La phase 2 (octobre-décembre 2020) a consisté en la réalisation d’un « diagnostic de maturité » réalisé par des cabinet d’audit externes : 2 jours dans chaque SAAD pour évaluer si chacun est « prêt » à se transformer. Puis un comité de pilotage comprenant les CD16, CARSAT, acteurs de l’innovation (ADI, ARACT), OPCO17 a validé la poursuite des SAAD dans la phase 3.

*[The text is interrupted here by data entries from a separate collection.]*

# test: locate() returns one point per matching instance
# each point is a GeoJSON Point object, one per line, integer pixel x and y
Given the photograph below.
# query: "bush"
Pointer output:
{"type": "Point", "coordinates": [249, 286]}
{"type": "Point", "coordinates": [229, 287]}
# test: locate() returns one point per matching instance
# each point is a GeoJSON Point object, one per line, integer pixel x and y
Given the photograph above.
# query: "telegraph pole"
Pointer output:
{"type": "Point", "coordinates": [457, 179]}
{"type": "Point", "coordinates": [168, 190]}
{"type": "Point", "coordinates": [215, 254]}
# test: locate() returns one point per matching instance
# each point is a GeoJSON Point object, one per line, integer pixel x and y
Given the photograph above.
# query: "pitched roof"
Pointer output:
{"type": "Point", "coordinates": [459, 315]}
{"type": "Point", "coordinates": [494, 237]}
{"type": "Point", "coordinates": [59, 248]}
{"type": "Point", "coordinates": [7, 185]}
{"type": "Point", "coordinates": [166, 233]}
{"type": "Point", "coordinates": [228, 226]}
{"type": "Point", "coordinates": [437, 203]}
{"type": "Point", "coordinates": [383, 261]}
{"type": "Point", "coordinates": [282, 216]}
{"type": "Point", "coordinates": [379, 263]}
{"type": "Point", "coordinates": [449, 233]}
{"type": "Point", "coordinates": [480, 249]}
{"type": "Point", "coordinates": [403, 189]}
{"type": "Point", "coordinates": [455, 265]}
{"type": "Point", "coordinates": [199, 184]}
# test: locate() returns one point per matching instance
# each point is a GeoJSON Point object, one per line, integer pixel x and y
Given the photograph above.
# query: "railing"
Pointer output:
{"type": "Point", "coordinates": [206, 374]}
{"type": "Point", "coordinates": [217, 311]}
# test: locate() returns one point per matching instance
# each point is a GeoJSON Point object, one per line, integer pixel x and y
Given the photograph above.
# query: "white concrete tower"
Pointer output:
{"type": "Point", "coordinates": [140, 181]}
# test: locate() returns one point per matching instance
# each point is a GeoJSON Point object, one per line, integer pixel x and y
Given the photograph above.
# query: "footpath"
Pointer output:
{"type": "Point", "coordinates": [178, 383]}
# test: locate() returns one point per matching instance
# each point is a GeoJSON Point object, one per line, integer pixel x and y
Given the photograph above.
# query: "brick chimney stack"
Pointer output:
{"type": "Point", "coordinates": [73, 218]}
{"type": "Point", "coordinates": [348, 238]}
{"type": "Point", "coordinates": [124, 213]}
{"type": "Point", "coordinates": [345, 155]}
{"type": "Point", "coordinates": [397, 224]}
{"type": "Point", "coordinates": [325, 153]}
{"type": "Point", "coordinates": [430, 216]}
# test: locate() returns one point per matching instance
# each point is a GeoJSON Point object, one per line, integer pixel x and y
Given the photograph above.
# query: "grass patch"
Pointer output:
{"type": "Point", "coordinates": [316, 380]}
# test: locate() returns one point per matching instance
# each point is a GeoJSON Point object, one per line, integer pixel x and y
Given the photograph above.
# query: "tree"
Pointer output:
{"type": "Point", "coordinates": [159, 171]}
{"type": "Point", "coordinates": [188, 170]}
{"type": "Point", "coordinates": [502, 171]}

La phase 3 (février-septembre 2021) est en cours et consiste en un approfondissement de l’approche choisie par le SAAD, en inter structures (plusieurs SAAD suivent la même formation). 5 personnes suivent la formation par SAAD (auxiliaires de vie, encadrement intermédiaire, direction). Les journées ont lieux par 2 ou 3 jours regroupés, proposant le plus souvent un hébergement collectif sur place. 14 SAAD se sont engagés dans cette phase 3.
Statut |
Localisation |
Approche choisie |
Privé lucratif |
87 |
buurtzorg |
Associatif |
87 |
buurtzorg |
Associatif |
33 |
buurtzorg |
Associatif |
33 |
AP |
Public |
33 |
AP |
Privé lucratif |
86 |
AP |
Associatif |
33 |
LEAN |
Public |
34 |
LEAN |
Privé lucratif |
17 |
LEAN |
Associatif |
24 |
MONTESSORI |
Associatif |
33 |
AP |
Associatif |
64 |
AP |
Public |
40 |
MQVT |
Associatif |
17 |
MQVT |
Tableau 1. SAAD participants au programme « I-Mano »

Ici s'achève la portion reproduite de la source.